Back in May of 1935, Charles F. Kettering of General Motors told Modern Mechanix & Inventions magazine that if we could only unlock the secrets of photosynthesis and harness them, we’d have found the way to create almost limitless, inexpensive energy.
Researchers at MIT seem to have cracked that nut in a way they hope will turn each of our homes into its own power station – and filling station – with a process that can cheaply and effectively store electricity from solar (or other) sources using common carbon-free materials at room temperature.

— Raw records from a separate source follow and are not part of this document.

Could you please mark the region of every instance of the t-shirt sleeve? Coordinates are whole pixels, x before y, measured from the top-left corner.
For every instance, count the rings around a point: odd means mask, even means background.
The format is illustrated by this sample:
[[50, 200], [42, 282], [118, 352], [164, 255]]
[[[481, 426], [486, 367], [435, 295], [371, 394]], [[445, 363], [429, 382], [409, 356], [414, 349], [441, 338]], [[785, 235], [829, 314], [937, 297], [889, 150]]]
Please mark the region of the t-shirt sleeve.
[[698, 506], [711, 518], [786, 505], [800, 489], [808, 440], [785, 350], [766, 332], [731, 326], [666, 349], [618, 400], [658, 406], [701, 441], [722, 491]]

Storing and transmitting energy is a lot more difficult than you’d suppose. There are inevitable losses as energy passes through power lines. That’s why the extensive wind farms being built these days provide regional, not national, power. In fact, about a gazillion years ago when I worked at the Diablo Canyon nuclear power plant on California’s central coast, that plant was linked to an underground hydroelectric plant. In off hours the nuclear plant’s energy was used to pump the subterrainean reservoir uphill so that in peak times the water could rush downhill and power turbines that supplemented the nuclear plant’s output. Very clever, really, but there were still substantial losses in energy because of friction.
And storing solar power for later use at night is one of the problems that continue to face the solar power industry.

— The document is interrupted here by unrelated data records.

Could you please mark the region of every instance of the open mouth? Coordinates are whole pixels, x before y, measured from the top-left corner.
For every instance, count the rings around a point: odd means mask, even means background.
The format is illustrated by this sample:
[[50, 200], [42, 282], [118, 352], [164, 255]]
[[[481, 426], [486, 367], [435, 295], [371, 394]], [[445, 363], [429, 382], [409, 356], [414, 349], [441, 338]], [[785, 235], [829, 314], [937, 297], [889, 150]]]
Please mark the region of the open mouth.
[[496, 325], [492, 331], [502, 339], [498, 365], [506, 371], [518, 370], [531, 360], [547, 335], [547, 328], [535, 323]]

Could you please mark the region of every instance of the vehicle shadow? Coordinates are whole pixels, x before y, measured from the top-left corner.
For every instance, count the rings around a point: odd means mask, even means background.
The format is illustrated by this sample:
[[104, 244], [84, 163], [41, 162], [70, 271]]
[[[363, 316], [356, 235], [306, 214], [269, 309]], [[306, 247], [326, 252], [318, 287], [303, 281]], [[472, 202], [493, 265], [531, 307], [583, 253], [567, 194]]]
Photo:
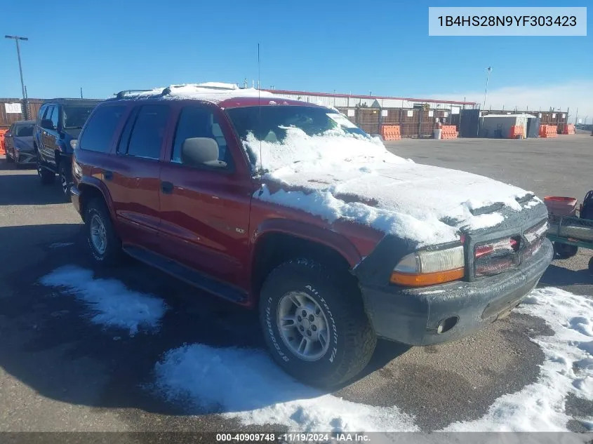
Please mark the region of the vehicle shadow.
[[552, 264], [540, 279], [540, 284], [554, 286], [593, 285], [593, 274], [588, 269], [570, 270]]
[[[11, 239], [13, 245], [1, 253], [0, 261], [19, 264], [0, 267], [0, 288], [6, 288], [0, 294], [0, 366], [8, 374], [35, 392], [65, 403], [133, 408], [177, 417], [253, 410], [324, 394], [297, 382], [272, 362], [255, 311], [204, 294], [131, 259], [116, 268], [96, 269], [88, 259], [80, 228], [0, 228], [0, 244]], [[43, 254], [32, 255], [32, 251]], [[42, 276], [67, 265], [92, 271], [94, 284], [105, 291], [117, 280], [130, 291], [162, 298], [168, 309], [160, 329], [132, 336], [125, 329], [93, 324], [93, 312], [75, 294], [39, 283]], [[192, 349], [191, 344], [199, 345]], [[187, 384], [201, 387], [215, 398], [220, 396], [222, 405], [172, 403], [159, 394], [156, 363], [165, 362], [168, 351], [184, 347], [187, 353], [180, 355], [173, 368], [191, 368]], [[380, 341], [357, 379], [407, 349]], [[224, 405], [228, 399], [238, 401]]]
[[[0, 163], [3, 167], [6, 164]], [[15, 170], [15, 174], [0, 175], [0, 206], [8, 205], [46, 205], [64, 203], [66, 199], [58, 182], [44, 185], [33, 170], [17, 169], [13, 164], [8, 164], [5, 170]]]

This new process developed at MIT – due in part to the funding of a ten million dollar grant from the Chesonis Foundation – is a very simple technique that uses electrical current to separate oxygen and hydrogen in gaseous form, later to be recombined to produce power or charge fuel cells. The result could be the near complete decentralization of power. Each home would become its own solar power plant and filling station for the fuel cells we’ll need to power our electric cars. It’s the sort of energy system you’d expect to need in outer space – but you’d be using it at home.

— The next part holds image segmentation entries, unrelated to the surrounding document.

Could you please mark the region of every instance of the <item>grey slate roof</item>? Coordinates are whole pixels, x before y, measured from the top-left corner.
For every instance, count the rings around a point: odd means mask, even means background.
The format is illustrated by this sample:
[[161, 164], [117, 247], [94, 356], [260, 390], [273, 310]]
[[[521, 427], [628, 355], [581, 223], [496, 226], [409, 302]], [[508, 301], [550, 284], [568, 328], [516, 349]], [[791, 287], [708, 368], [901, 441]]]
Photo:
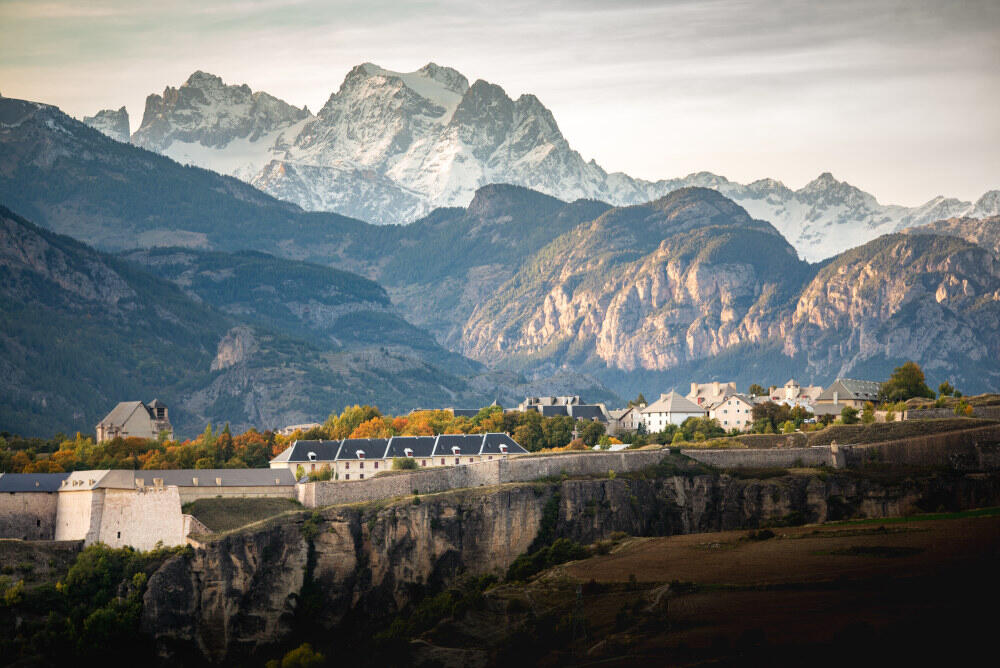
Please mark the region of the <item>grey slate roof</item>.
[[58, 492], [68, 473], [0, 473], [0, 492]]
[[[273, 458], [272, 462], [332, 462], [337, 458], [341, 441], [295, 441]], [[310, 459], [309, 453], [315, 452], [316, 459]]]
[[[137, 410], [146, 410], [145, 405], [141, 401], [119, 401], [118, 405], [112, 408], [111, 412], [98, 424], [123, 425]], [[149, 412], [147, 411], [146, 414], [148, 415]]]
[[608, 421], [608, 416], [604, 413], [604, 408], [598, 404], [572, 404], [569, 406], [569, 414], [570, 417], [577, 420]]
[[[340, 453], [337, 461], [354, 459], [382, 459], [389, 446], [387, 438], [345, 438], [340, 446]], [[358, 456], [358, 451], [364, 452], [363, 457]]]
[[838, 378], [833, 381], [830, 387], [823, 390], [817, 401], [833, 401], [833, 393], [837, 392], [837, 399], [855, 399], [858, 401], [875, 401], [878, 393], [882, 389], [881, 383], [872, 380], [854, 380], [852, 378]]
[[[151, 487], [154, 478], [164, 486], [177, 487], [275, 487], [294, 485], [295, 474], [288, 469], [144, 469], [135, 472], [136, 486]], [[197, 482], [195, 482], [197, 480]]]
[[[435, 436], [393, 436], [389, 439], [389, 447], [386, 449], [385, 456], [387, 459], [406, 456], [430, 457], [434, 454], [434, 441], [436, 440]], [[407, 455], [407, 448], [412, 450], [413, 454]]]
[[[506, 445], [507, 452], [501, 452], [500, 446]], [[525, 450], [521, 445], [512, 439], [507, 434], [486, 434], [486, 438], [483, 441], [483, 449], [480, 451], [483, 455], [526, 455], [528, 451]]]
[[458, 448], [459, 455], [478, 455], [483, 447], [484, 434], [441, 434], [434, 446], [434, 454], [455, 456], [452, 448]]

In practice, I’d expect that homes would remain on the grid but that demand from the central power stations would drop tremendously as these homes began to generate their own power. In fact the excess power could even be sold back to the utilities. This process is intended to make solar power more effective but it only requires an electrical current to work – so it could be used with any electric sources, including wind farms, which also have a greater or lesser output depending on the conditions outside.
And couldn’t this same process be used in a centralized way to produce the still-expensive hydrogen fuel cells that remain a barrier to fully electric cars?